April 19th, 2010 by Moti Karmona | מוטי קרמונה · 8 Comments

Underestimation is Underestimated (a.k.a. Overestimation is Overestimated)

Sometimes it seems like we have an underestimation gene embedded really deep in our cognition but for some “obvious” reason (e.g. underestimation! :) most manager will rather “fight” overestimation and *not* underestimation.

Disclaimer: I have originally estimated this post will take ~33 min but it took me ~240% more time… (this is why I prefer to tweet lately ;)

Six annoying facts about our (/homo sapiens) planning or estimation “skills”:

  • We are basically optimistic and have strong desire to please
  • We tend to have incomplete recall of previous experience
  • We tend to have focus bias when estimating e.g. estimating only the coding phase estimations which is only ~14-37% of the required work
  • We tend to postpone what we can a.k.a. “The Student Syndrome”  (Eliyahu M. Goldratt, Critical Chain)
  • “It always takes longer than you expect, even when you take into account Hofstadter’s Law (Douglas Hofstadter, Godel, Escher, Bach: An Eternal Golden Braid)
  • We tend to underestimate task completion times – a.k.a. The planning fallacy

Overestimation is Overestimated

“The developers say that this project will take 6 months… I think there’s some padding in their estimates and some fat that can be squeezed out of them…we also need to instill a sense of urgency in the development team… so I’m going to insist on a 3-month schedule. I don’t really believe the project can be completed in 3 months, but that’s what I’m going to present to the developers. If I’m right, the developers might deliver in 4 or 5 months. Worst case, the developers will deliver in the 6 months they originally estimated” (Does this ring *any* bell???)
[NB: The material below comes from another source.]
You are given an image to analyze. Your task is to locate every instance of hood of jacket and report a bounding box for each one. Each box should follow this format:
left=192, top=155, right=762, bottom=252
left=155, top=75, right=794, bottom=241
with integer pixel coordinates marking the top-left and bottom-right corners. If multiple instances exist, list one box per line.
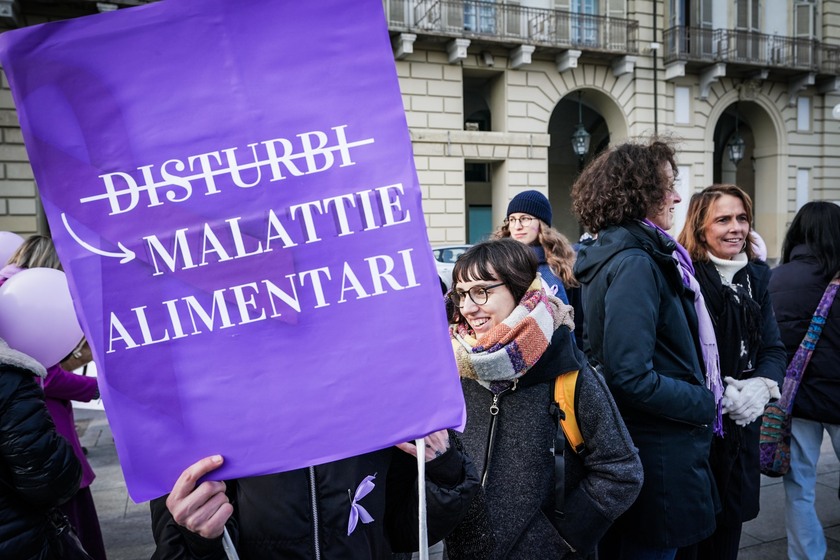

Four reasons on managers tendency to “fight” overestimations:

  • Underestimation (see above :) | “The feature estimation seems bloated” | “Isn’t it 20 min work?” | “Just add another index to the %$^&ing table?” | “It is only one more button…”
  • Unreasonable time constraint | “We need this feature yesterday” | “Nothing is impossible for the man who doesn’t have to do it himself” (A. H. Weiler)
  • True belief that Parkinson’s “Law” is really a law – “Work expands so as to fill the time available for its completion”
  • “The Student Syndrome”  (see above)

So… if feature estimation seems bloated, managers and other project stakeholders fear that Parkinson’s Law and the Student Syndrome would kick in and therefore consciously squeeze the estimates to try to control it (a.k.a. “The Parkinson’s Squeeze”) and when we squeeze where it isn’t needed or was squeezed already, it immediately lead to… UNDERESTIMATION (!!!)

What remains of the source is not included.